Les experts de la Chine comme Janka Oertel parlent d'un « réajustement », d'une « recalibrage » du modèle économique allemand. Donc, au lieu de l'isolement, la « juste milieu » ? À quoi pourrait-elle ressembler ?

Je pense que le conflit russo-ukrainien nous a appris une chose : le pays ne doit pas devenir encore plus dépendant de la Chine compte tenu de la situation actuelle. Je vais vous donner un exemple de mon quotidien de consultant : lorsque j'analyse des entreprises et que je ne trouve pas une structure de clientèle diversifiée, cela représente un risque énorme pour l'entreprise. Il en va de même pour l'Allemagne : elle doit se diversifier. Elle a besoin d'autres fournisseurs et d'autres chaînes d'approvisionnement. Un retour aux sources est en cours. À mon avis, la clé du succès futur de l'UE réside en elle-même : avec ses 27 États membres, elle dispose de suffisamment de moyens pour utiliser les subventions de manière ciblée. Elle pourra ainsi créer de nouveaux sites de production et chaînes d'approvisionnement économiquement réussis dans les régions les plus faibles en termes d'industrie de l'UE, par exemple dans le nord de la Finlande ou le sud de l'Italie.

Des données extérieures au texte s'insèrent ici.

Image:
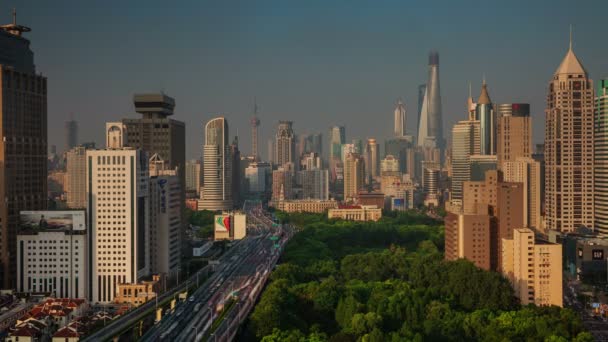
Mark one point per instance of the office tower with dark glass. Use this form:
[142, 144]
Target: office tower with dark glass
[337, 137]
[513, 132]
[23, 151]
[285, 144]
[255, 123]
[421, 92]
[217, 167]
[601, 159]
[484, 112]
[156, 133]
[569, 131]
[430, 129]
[400, 119]
[71, 134]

Quelles évolutions observez-vous concrètement ?

Je constate que de plus en plus d'entreprises essaient de minimiser les risques et cherchent donc des capacités de production en dehors de la Chine. Ceux qui se penchent maintenant sur l'expansion et la création de nouvelles usines examinent de très près les pays d'Europe de l'Est et du Sud. Pour les critères de disponibilité de la main-d'œuvre et des spécialistes, de standard industriel, de fiabilité et de sécurité politique, il existe de très bonnes alternatives en Europe. Concrètement, je vois, par exemple, de grands fabricants de vélos se détacher de la Chine et faire fabriquer leurs produits en Europe de l'Est. Au Portugal, la « vallée des vélos » s'est formée près de Porto. Ici, une association active de producteurs et d'autres entreprises se trouve directement sur place. En dehors de l'Europe, je vois de bonnes opportunités au Japon et en Corée du Sud. Mais aussi au Brésil, en Indonésie et en Australie.

Il s'agit donc plutôt de la question « Comment diversifier ? » que « Se découpler ou non ? ».

Oui. À mon avis, il s'agira de plus en plus de savoir avec quels pays l'Allemagne peut coopérer. Ce seront des pays qui partagent des valeurs commerciales similaires et dont la situation politique est stable.

Merci beaucoup pour vos évaluations, Monsieur Hammer.